Industrial Is the “Cool Kid” on the Block
The “darling” class in real estate is industrial, while the “not so darling” still looks like retail.
NEW YORK CITY—Even at the “Balance and Flexibility: Capital Markets Update” panel at the RealShare New York 2018 conference, last mile distribution centers were the talk of the town. This was compounded with the conference falling on the date that New York Governor Andrew Cuomo and New York City Mayor Bill de Blasio jointly announced Amazon selected Long Island City, Queens as a new corporate headquarters.

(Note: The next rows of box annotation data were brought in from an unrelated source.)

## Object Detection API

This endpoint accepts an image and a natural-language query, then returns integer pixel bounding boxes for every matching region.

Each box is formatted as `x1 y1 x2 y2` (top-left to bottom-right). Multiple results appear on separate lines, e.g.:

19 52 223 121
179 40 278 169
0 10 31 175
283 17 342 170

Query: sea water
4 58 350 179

William Silverman, managing director, group head at Hodges Ward Elliott, said at first there were three kinds of responses to multistory industrial properties. There were investors who said multistory would never happen. There was another group, which said multistory will happen but they wanted to wait and see others invest before making and move. Finally, there were those who said, “Game on.”
“In six months, we watched the market and obviously those who said, ‘Game on’ ruled the day,” said Silverman. “Several months later, when we were marketing a different site, everyone had shifted a category over.” The “That will never happen” group began to say, “I believe it’s starting to happen,” with all groups increasing in enthusiasm for the asset class.
Silverman described how every three or four years, there comes what is affectionately known as the “cool kid” in real estate. And everyone wants to be involved with such deals. He says now, industrial, distribution and last mile warehouses in New York City have become that thing.
Gary Bechtel, president of Money360; Michael Coen, in asset management at Procidia Funding; and John Harrington, founding partner at HKS Real Estate Advisors, also spoke on the panel. Matt Galligan, president, real estate finance at CIT moderated the discussion at the Yale Club in Midtown Manhattan.
“We go to a lot of cities around the country and industrial is the new multifamily,” said Bechtel. He pointed to Gateway cites and listed Seattle, Dallas, the Carolinas and New York. Referring to the capital’s interest he said, “It’s nuts what’s happening.”
The stacking boxes on the front porch are driving this phenomenon, said Silverman. “It’s about how to get more of that stuff moved to you faster.” He pointed to two ramifications to consider with this phenomenon: What will happen to industrial spaces in the city? What will happen to the infrastructure that’s needed to support these distribution centers? Being ahead of the game requires anticipating where capital will flow.
But is the other side of the hot industrial properties—the sibling who was left at home, and not going to the prom? If so, is a makeover due?
“The not so darling class is retail,” said Galligan. “I wonder if it’s oversold?” he asked. He opined that there are some good retail assets and solid opportunities in the heartland. He added there are equity investors getting great returns, although it’s making less sense for debt investors.
Panelists said investors were cautious with retail. Silverman referred to core investors who believe in a piece of real estate but just cannot commit to a retail deal now.
Harrington pointed out retail is getting more specialized, offering more experiential services, a different kind of retail that’s not addressed with e-Commerce. Coen agreed that people need to get out and interact with one another. Retail still provides that vehicle.
Will the next investment trend be in commercial real estate that brings people off their computers, away from delivered packages and out of their apartments?
“What will that something look like and how is it monetized?” asked Silverman. He added, “We’ll see a more dramatic separation of the wheat from the chaff than we’ve ever seen before.”